Here's one way to predict how Rudy will do:



> Crossing the Atlantic does the following to a player's results:
> • Scoring rate decreases 25 percent
> • Rebound rate increases by 18 percent (there are more missed shots in NBA play)
> • Assist rate increases by 31 percent (Euro scorers are tightwads with assists)
> ...


[Edit: this doesn't work for Rudy because he didn't play in the Euroleague. But it does make Hollinger make sneering comments about Batum. In general, Hollinger thinks very highly of himself for someone who thinks Nick Fazekas is a top-three talent...]


----------



## B-Roy (Feb 12, 2008)

I guess I'm going to disagree with everyone and say Bayless. Nate has (apparently) said that he wants to play a more up-tempo game, which makes sense since a lot of our players are well suited for an up-tempo game. Bayless will fit well next to Roy by getting to the rim or making shots. Because of that, I can see him starting over Blake halfway through the season. I think he'll get more minutes and ultimately contribute more than Fernandez will.


----------



## #10 (Jul 23, 2004)

B-Roy said:


> I guess I'm going to disagree with everyone and say Bayless. Nate has (apparently) said that he wants to play a more up-tempo game, which makes sense since a lot of our players are well suited for an up-tempo game. Bayless will fit well next to Roy by getting to the rim or making shots. Because of that, I can see him starting over Blake halfway through the season. I think he'll get more minutes and ultimately contribute more than Fernandez will.
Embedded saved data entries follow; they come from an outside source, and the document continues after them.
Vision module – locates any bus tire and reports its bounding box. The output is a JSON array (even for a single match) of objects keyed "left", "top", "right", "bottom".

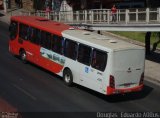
[
  {"left": 20, "top": 50, "right": 27, "bottom": 64},
  {"left": 63, "top": 69, "right": 73, "bottom": 86}
]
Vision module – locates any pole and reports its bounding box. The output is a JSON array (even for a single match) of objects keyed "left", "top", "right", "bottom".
[
  {"left": 3, "top": 0, "right": 7, "bottom": 13},
  {"left": 8, "top": 0, "right": 10, "bottom": 9},
  {"left": 145, "top": 32, "right": 151, "bottom": 55}
]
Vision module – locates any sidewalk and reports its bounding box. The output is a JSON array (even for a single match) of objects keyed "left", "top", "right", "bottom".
[
  {"left": 0, "top": 8, "right": 28, "bottom": 24},
  {"left": 1, "top": 9, "right": 160, "bottom": 86},
  {"left": 0, "top": 10, "right": 10, "bottom": 24},
  {"left": 145, "top": 60, "right": 160, "bottom": 85}
]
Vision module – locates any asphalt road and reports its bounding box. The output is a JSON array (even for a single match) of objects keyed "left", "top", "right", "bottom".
[{"left": 0, "top": 19, "right": 160, "bottom": 117}]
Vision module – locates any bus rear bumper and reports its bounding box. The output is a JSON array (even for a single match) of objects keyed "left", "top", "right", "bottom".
[{"left": 106, "top": 84, "right": 144, "bottom": 95}]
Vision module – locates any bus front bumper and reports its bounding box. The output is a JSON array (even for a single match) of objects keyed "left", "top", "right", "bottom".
[{"left": 106, "top": 84, "right": 144, "bottom": 95}]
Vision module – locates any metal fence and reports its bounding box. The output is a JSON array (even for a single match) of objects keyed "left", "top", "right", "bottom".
[{"left": 19, "top": 8, "right": 160, "bottom": 24}]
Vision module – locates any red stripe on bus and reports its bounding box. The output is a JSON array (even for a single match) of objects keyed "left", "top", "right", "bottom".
[{"left": 107, "top": 84, "right": 144, "bottom": 95}]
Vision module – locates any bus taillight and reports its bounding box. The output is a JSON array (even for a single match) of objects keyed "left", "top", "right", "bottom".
[
  {"left": 109, "top": 75, "right": 115, "bottom": 88},
  {"left": 139, "top": 72, "right": 144, "bottom": 85}
]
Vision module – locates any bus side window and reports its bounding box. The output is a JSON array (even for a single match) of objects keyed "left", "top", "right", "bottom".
[
  {"left": 52, "top": 35, "right": 63, "bottom": 55},
  {"left": 64, "top": 39, "right": 78, "bottom": 60},
  {"left": 36, "top": 29, "right": 41, "bottom": 45},
  {"left": 9, "top": 21, "right": 18, "bottom": 40},
  {"left": 46, "top": 32, "right": 52, "bottom": 50},
  {"left": 29, "top": 27, "right": 35, "bottom": 42},
  {"left": 19, "top": 24, "right": 29, "bottom": 40},
  {"left": 29, "top": 28, "right": 41, "bottom": 45},
  {"left": 40, "top": 31, "right": 51, "bottom": 49},
  {"left": 40, "top": 31, "right": 47, "bottom": 48},
  {"left": 91, "top": 49, "right": 107, "bottom": 71},
  {"left": 77, "top": 44, "right": 91, "bottom": 66},
  {"left": 27, "top": 27, "right": 32, "bottom": 40}
]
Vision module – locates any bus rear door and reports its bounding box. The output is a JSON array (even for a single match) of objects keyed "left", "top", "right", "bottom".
[{"left": 113, "top": 49, "right": 145, "bottom": 90}]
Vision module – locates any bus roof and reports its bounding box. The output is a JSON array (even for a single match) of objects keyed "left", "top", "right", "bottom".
[
  {"left": 62, "top": 29, "right": 144, "bottom": 51},
  {"left": 11, "top": 16, "right": 71, "bottom": 36},
  {"left": 11, "top": 16, "right": 144, "bottom": 51}
]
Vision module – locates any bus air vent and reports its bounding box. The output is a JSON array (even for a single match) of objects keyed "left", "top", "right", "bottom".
[
  {"left": 36, "top": 18, "right": 49, "bottom": 21},
  {"left": 69, "top": 27, "right": 75, "bottom": 30},
  {"left": 109, "top": 39, "right": 117, "bottom": 43},
  {"left": 55, "top": 23, "right": 60, "bottom": 25},
  {"left": 83, "top": 32, "right": 90, "bottom": 35},
  {"left": 96, "top": 37, "right": 109, "bottom": 40}
]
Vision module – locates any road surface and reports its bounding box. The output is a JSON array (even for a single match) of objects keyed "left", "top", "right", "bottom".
[{"left": 0, "top": 19, "right": 160, "bottom": 118}]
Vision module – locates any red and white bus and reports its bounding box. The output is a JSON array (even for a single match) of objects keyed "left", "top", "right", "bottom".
[{"left": 9, "top": 16, "right": 145, "bottom": 95}]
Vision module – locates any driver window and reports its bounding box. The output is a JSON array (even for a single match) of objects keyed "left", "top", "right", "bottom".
[{"left": 9, "top": 21, "right": 18, "bottom": 40}]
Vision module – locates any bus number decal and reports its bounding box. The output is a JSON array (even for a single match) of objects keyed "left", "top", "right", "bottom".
[{"left": 40, "top": 47, "right": 65, "bottom": 66}]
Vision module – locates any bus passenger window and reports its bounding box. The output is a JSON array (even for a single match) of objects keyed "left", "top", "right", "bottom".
[
  {"left": 40, "top": 31, "right": 46, "bottom": 47},
  {"left": 29, "top": 28, "right": 41, "bottom": 45},
  {"left": 36, "top": 29, "right": 41, "bottom": 45},
  {"left": 27, "top": 27, "right": 31, "bottom": 40},
  {"left": 9, "top": 21, "right": 18, "bottom": 40},
  {"left": 91, "top": 49, "right": 107, "bottom": 71},
  {"left": 40, "top": 31, "right": 46, "bottom": 48},
  {"left": 40, "top": 32, "right": 52, "bottom": 49},
  {"left": 19, "top": 24, "right": 29, "bottom": 40},
  {"left": 64, "top": 39, "right": 78, "bottom": 60},
  {"left": 29, "top": 28, "right": 35, "bottom": 43},
  {"left": 46, "top": 32, "right": 52, "bottom": 50},
  {"left": 52, "top": 35, "right": 64, "bottom": 55},
  {"left": 77, "top": 44, "right": 91, "bottom": 66}
]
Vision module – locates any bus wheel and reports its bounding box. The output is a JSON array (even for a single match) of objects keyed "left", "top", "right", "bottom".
[
  {"left": 20, "top": 50, "right": 27, "bottom": 64},
  {"left": 63, "top": 69, "right": 73, "bottom": 86}
]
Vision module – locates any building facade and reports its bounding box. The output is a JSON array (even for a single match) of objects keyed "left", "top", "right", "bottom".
[
  {"left": 9, "top": 0, "right": 160, "bottom": 11},
  {"left": 33, "top": 0, "right": 160, "bottom": 11}
]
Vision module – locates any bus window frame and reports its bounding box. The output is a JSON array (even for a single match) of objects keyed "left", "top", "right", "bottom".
[
  {"left": 77, "top": 43, "right": 92, "bottom": 66},
  {"left": 52, "top": 35, "right": 64, "bottom": 55},
  {"left": 19, "top": 23, "right": 29, "bottom": 41},
  {"left": 64, "top": 38, "right": 78, "bottom": 60},
  {"left": 91, "top": 48, "right": 108, "bottom": 72}
]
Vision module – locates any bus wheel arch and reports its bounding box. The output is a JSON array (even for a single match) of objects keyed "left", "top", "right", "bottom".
[
  {"left": 19, "top": 48, "right": 27, "bottom": 63},
  {"left": 63, "top": 68, "right": 73, "bottom": 86}
]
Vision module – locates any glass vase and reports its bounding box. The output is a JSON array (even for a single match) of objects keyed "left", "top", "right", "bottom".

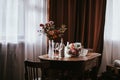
[
  {"left": 48, "top": 40, "right": 52, "bottom": 58},
  {"left": 48, "top": 40, "right": 54, "bottom": 58}
]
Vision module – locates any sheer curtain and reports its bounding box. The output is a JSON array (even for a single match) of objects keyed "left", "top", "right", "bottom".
[
  {"left": 0, "top": 0, "right": 47, "bottom": 80},
  {"left": 100, "top": 0, "right": 120, "bottom": 73}
]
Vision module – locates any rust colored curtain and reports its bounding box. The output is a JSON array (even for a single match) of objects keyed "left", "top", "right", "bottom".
[{"left": 49, "top": 0, "right": 106, "bottom": 53}]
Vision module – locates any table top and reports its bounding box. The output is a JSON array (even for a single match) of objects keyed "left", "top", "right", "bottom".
[{"left": 38, "top": 53, "right": 101, "bottom": 62}]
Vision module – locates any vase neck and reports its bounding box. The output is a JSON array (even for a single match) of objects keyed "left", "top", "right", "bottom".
[{"left": 61, "top": 38, "right": 63, "bottom": 43}]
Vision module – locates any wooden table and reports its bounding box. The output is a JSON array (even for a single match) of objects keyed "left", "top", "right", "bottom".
[{"left": 38, "top": 53, "right": 101, "bottom": 80}]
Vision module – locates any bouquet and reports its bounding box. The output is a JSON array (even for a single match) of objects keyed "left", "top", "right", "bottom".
[
  {"left": 39, "top": 21, "right": 67, "bottom": 40},
  {"left": 67, "top": 43, "right": 82, "bottom": 57}
]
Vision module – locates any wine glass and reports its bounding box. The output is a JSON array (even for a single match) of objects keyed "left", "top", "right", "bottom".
[{"left": 54, "top": 43, "right": 60, "bottom": 58}]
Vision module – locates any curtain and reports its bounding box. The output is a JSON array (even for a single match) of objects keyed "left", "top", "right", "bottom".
[
  {"left": 49, "top": 0, "right": 106, "bottom": 53},
  {"left": 0, "top": 0, "right": 47, "bottom": 80},
  {"left": 100, "top": 0, "right": 120, "bottom": 73}
]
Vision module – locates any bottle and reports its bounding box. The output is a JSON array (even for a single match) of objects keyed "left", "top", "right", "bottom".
[{"left": 59, "top": 38, "right": 65, "bottom": 58}]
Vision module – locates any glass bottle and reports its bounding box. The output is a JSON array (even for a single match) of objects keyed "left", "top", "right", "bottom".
[{"left": 59, "top": 38, "right": 65, "bottom": 58}]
Nate says we'll play more up-tempo every season, it's about as predictable as Shawn Kemp being in the best shape of his life. I'll believe it when I see it.
I also really doubt Nate will start a 20 year old rookie at PG. IMO Steve Blake will have to lose the starting job, at least for this season.
Rudy, because of his experience, will get more of the Roy treatment, and will probably be one of the go to options on the second unit. He'll have plays called for him and some nice picks set by Prz to open him up for 3.


----------



## B-Roy (Feb 12, 2008)

Experience thing is overblown. NBA is much different than Europe and unless he bulks up, he's going to get creamed on the defensive end.


----------



## NewAgeBaller (Jan 8, 2007)

I say Bayless. I think Rudy'll eventually fall off a bit as the season goes on (whether he just goes cold or fatigues or loses playing time), whereas Bayless will likely improve and showcase his ability towards the end of the season.


----------



## Public Defender (May 5, 2003)

Rudy will have the better season, but it's impossible to tell who will have the better career (has everything to do with injuries, what talent you're surrounded by, your coaches, etc.). 
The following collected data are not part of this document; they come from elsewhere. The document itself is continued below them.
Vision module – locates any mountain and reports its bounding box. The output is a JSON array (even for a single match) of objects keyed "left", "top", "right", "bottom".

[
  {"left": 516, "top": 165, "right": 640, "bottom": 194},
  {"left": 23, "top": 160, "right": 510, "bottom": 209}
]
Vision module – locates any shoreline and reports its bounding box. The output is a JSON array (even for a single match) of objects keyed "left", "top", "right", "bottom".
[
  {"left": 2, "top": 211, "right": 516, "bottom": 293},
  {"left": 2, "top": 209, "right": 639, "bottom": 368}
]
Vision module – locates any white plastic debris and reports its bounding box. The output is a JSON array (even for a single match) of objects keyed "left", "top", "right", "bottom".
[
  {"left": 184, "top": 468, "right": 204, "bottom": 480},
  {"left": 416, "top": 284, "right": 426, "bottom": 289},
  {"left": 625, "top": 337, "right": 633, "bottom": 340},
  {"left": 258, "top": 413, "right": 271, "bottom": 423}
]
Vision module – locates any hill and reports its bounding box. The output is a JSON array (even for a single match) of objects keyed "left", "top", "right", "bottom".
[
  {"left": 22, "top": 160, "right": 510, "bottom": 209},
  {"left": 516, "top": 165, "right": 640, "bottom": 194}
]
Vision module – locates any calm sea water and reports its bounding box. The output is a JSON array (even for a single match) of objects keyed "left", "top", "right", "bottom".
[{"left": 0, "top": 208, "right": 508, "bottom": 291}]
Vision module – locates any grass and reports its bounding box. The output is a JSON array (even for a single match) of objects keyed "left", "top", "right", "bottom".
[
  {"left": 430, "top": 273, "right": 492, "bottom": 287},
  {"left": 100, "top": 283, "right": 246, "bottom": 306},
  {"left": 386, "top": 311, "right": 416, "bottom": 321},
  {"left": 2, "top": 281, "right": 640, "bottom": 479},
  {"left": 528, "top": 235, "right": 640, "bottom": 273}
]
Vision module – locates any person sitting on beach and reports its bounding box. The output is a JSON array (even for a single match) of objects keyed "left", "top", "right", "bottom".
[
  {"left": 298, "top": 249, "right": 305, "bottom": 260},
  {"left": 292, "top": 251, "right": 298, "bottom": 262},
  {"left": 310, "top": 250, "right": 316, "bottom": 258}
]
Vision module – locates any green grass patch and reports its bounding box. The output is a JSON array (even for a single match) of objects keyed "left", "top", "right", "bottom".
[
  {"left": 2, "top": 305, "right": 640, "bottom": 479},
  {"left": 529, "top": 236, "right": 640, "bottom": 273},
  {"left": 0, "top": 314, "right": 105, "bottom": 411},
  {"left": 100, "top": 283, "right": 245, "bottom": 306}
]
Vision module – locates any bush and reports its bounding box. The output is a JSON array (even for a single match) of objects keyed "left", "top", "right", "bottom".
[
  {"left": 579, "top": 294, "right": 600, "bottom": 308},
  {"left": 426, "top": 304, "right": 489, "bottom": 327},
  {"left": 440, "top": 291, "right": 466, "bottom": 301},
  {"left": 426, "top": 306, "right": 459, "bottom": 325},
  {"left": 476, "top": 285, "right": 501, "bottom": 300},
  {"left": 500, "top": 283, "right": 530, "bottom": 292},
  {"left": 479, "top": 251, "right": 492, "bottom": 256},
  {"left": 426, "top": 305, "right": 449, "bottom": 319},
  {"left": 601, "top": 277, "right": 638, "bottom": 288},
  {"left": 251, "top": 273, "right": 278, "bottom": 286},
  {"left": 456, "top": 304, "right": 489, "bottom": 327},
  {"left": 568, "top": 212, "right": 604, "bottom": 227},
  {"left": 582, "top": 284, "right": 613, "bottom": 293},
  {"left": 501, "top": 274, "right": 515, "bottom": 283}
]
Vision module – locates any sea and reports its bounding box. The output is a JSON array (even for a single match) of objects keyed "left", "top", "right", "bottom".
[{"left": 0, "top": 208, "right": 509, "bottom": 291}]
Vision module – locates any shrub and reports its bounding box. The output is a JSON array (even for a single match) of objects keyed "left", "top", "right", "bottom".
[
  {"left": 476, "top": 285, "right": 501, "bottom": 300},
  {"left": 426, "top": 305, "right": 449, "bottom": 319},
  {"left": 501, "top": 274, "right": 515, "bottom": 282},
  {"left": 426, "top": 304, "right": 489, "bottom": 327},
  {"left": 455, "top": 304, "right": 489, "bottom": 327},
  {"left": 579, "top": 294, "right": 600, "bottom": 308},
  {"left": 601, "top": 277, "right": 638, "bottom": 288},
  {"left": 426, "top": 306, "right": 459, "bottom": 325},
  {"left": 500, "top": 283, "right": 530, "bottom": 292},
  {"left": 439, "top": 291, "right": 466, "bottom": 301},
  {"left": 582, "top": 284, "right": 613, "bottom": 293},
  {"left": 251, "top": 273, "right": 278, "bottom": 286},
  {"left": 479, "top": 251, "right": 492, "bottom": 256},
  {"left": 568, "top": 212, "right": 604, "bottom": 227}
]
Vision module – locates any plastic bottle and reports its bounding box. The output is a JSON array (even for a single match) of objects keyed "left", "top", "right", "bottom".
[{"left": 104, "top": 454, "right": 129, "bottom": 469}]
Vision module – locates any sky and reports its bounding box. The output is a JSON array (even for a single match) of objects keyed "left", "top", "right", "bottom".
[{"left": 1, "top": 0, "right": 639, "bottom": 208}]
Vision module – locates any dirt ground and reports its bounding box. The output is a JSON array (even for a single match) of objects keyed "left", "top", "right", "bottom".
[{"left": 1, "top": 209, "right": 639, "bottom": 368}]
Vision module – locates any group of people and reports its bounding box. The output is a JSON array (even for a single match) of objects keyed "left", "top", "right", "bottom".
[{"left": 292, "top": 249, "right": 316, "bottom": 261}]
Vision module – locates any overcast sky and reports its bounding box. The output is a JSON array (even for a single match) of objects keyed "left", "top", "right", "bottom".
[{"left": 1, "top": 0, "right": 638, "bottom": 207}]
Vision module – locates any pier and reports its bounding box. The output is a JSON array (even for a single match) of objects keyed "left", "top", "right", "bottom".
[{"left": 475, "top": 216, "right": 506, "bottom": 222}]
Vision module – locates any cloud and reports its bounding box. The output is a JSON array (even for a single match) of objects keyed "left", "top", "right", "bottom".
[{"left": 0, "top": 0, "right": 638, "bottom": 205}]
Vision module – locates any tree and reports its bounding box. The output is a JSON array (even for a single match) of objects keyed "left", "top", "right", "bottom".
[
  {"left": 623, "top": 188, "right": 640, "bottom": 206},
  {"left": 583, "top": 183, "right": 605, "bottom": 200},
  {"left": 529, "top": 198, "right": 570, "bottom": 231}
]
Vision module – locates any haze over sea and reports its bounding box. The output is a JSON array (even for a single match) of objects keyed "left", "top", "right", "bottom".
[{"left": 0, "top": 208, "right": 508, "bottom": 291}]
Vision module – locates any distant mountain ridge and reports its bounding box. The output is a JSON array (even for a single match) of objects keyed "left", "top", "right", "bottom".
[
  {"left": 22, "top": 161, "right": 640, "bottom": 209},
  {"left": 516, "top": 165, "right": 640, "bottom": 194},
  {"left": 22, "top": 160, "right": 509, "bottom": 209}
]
I think Nate will make a point of playing Rudy at the beginning of the season, to see what he can do, considering the Spaniard's great success overseas. Bayless, I think Nate will treat more like a "rookie" since he's coming to the team after just one year of college. 
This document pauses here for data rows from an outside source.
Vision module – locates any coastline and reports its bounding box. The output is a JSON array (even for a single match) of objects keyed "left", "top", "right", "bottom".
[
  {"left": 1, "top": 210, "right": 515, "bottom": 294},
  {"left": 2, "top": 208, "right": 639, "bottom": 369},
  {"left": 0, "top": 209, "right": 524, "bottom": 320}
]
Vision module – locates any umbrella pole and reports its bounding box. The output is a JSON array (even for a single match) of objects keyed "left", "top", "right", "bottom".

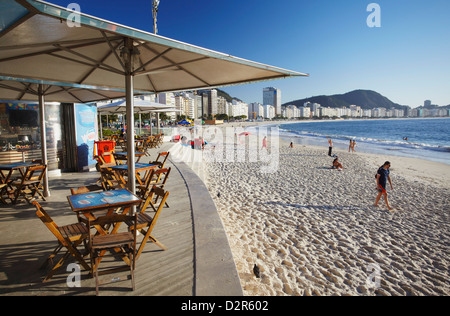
[
  {"left": 139, "top": 113, "right": 142, "bottom": 136},
  {"left": 124, "top": 38, "right": 136, "bottom": 197},
  {"left": 99, "top": 113, "right": 103, "bottom": 139},
  {"left": 38, "top": 85, "right": 50, "bottom": 197}
]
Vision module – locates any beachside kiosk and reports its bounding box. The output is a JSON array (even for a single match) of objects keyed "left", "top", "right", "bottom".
[{"left": 0, "top": 100, "right": 98, "bottom": 174}]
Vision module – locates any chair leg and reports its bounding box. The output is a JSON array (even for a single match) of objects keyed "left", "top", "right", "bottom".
[
  {"left": 41, "top": 243, "right": 63, "bottom": 270},
  {"left": 43, "top": 251, "right": 71, "bottom": 282},
  {"left": 130, "top": 252, "right": 135, "bottom": 291},
  {"left": 135, "top": 229, "right": 167, "bottom": 261},
  {"left": 95, "top": 256, "right": 100, "bottom": 296}
]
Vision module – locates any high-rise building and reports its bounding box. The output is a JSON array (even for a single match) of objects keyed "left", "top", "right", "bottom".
[
  {"left": 198, "top": 89, "right": 218, "bottom": 118},
  {"left": 263, "top": 87, "right": 281, "bottom": 116}
]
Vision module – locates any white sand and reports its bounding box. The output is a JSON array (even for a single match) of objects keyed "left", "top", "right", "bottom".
[{"left": 201, "top": 126, "right": 449, "bottom": 296}]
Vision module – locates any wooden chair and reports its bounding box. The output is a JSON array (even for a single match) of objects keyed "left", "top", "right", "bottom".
[
  {"left": 148, "top": 167, "right": 171, "bottom": 189},
  {"left": 127, "top": 186, "right": 169, "bottom": 260},
  {"left": 88, "top": 213, "right": 138, "bottom": 295},
  {"left": 0, "top": 183, "right": 7, "bottom": 204},
  {"left": 33, "top": 201, "right": 91, "bottom": 282},
  {"left": 138, "top": 168, "right": 170, "bottom": 204},
  {"left": 99, "top": 167, "right": 126, "bottom": 191},
  {"left": 10, "top": 164, "right": 47, "bottom": 204},
  {"left": 70, "top": 184, "right": 104, "bottom": 196},
  {"left": 150, "top": 152, "right": 169, "bottom": 169}
]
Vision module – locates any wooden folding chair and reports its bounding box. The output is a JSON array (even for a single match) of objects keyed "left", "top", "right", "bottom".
[
  {"left": 33, "top": 201, "right": 91, "bottom": 282},
  {"left": 70, "top": 184, "right": 104, "bottom": 195},
  {"left": 147, "top": 167, "right": 171, "bottom": 208},
  {"left": 137, "top": 168, "right": 170, "bottom": 205},
  {"left": 151, "top": 152, "right": 169, "bottom": 169},
  {"left": 88, "top": 213, "right": 137, "bottom": 295},
  {"left": 0, "top": 183, "right": 7, "bottom": 204},
  {"left": 99, "top": 167, "right": 126, "bottom": 190},
  {"left": 157, "top": 133, "right": 164, "bottom": 147},
  {"left": 127, "top": 186, "right": 169, "bottom": 260},
  {"left": 10, "top": 164, "right": 47, "bottom": 204}
]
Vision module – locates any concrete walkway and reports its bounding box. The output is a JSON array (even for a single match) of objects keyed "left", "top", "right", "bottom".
[{"left": 0, "top": 142, "right": 242, "bottom": 296}]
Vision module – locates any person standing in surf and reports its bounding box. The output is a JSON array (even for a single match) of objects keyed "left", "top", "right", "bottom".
[{"left": 374, "top": 161, "right": 393, "bottom": 211}]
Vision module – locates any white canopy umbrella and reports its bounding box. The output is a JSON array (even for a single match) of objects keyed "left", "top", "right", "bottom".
[
  {"left": 97, "top": 99, "right": 176, "bottom": 114},
  {"left": 0, "top": 0, "right": 308, "bottom": 195},
  {"left": 97, "top": 98, "right": 179, "bottom": 136}
]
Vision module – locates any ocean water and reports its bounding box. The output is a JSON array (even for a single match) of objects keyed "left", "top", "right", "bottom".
[{"left": 277, "top": 118, "right": 450, "bottom": 165}]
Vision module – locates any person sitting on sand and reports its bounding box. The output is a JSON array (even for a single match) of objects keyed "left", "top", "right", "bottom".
[
  {"left": 332, "top": 157, "right": 343, "bottom": 171},
  {"left": 289, "top": 142, "right": 294, "bottom": 148},
  {"left": 374, "top": 161, "right": 393, "bottom": 211}
]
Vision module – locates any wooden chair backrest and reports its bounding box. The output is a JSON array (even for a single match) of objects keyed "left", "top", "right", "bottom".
[
  {"left": 148, "top": 167, "right": 171, "bottom": 187},
  {"left": 88, "top": 213, "right": 138, "bottom": 249},
  {"left": 33, "top": 201, "right": 67, "bottom": 246},
  {"left": 139, "top": 185, "right": 169, "bottom": 214},
  {"left": 154, "top": 152, "right": 169, "bottom": 167},
  {"left": 71, "top": 185, "right": 103, "bottom": 195},
  {"left": 22, "top": 164, "right": 47, "bottom": 183}
]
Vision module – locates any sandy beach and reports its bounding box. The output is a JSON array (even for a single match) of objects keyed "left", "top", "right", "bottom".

By mid-season, it's anybody's guess, but assuming neither player totally surprises Nate (either for good or bad), I think they'll settle into roles... with Rudy as the "third guard" in a 3-guard set, and as a frequent backup, and even backcourt mate, for B-Roy. Bayless will be strictly a backup to Blake/Roy (when Roy's playing PG). I think Rudy will basically beat out Bayless for the "first guard off the bench" honor, and therefore have a better season.


----------



## nikolokolus (Jan 29, 2008)

I really think it's a tossup; both the fact that the PG position is harder to play than straight shooting guard, and Rudy's seven years of "pro" experience both work to Fernandez's favor having a better year, on the other hand he's super skinny, and Bayless is truly an elite athlete with great foot speed, plays defense (at least he did at AZ) and already plays an NBA style game (big body at 205, draws lots of contact and finishes well at the rim).

I think they are both going to have decent rookie seasons statistically.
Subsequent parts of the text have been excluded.